The boy's father is the murderer, and is clearly disturbed and bent on revenge.
He preserves his wife's corpse at home, keeps re-reading the press coverage of
the industrial disaster and works as a daytime employee at the building. This
enables him to get a strong idea of the internal workings and security
mechanisms of the building, such that he is also able to access the power and telephone switchboards and insert timers into them, in order to disable the locks and emergency diallers. Along the way at night, he kills Mary's colleague Renni, all the night guards and
security personnel as well as Harold Manley, the businessman who runs the corporation
and resides in his office at the64th floor, with his chest found stabbed with a
knife and newspaper reports on the disaster.
Trapped is a well-made, taut thriller
with good pacing and tolerable acting. The music is typically reminiscent of 1980s
thriller movies, neither too imposing nor too light or intermittent. As a high-rise
thriller, the feeling of claustrophobia and fear is well pointed out by realistic
portrayal of the characters' situations, their insecurities and instincts
aiding them to save their lives from a ruthless man. The TV aesthetic is
noticeable with cheap production values and grimy, dim lit photography.

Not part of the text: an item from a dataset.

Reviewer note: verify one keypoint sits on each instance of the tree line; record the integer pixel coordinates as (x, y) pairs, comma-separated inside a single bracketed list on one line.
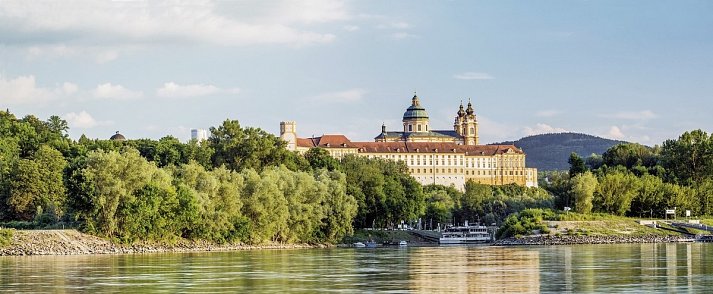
[(635, 180)]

However, the movie does does hold your attention from beginning till end, and
Catherine Quinlan as Mary Ann is especially effective as the vulnerable and
lonely woman who must confront her worst fears and reservations in order to
just survive. There was nothing outstanding in any of the scenes by way of
clever framing or cinematography, however there was one scene which amply
invoked a sense of cat and mouse game, where first Mary Ann and later the
killer are framed in the glass walls of the unfinished condominium and their
image is split several times, one as the prey and the other as a hunter. The movie is directed by the underrated Fred Walton, who had earlier made the cult horror When a Stranger Calls (1979) about a psycho terrorising a babysitter, and its eerie sequel When a Stranger Calls Back (1993).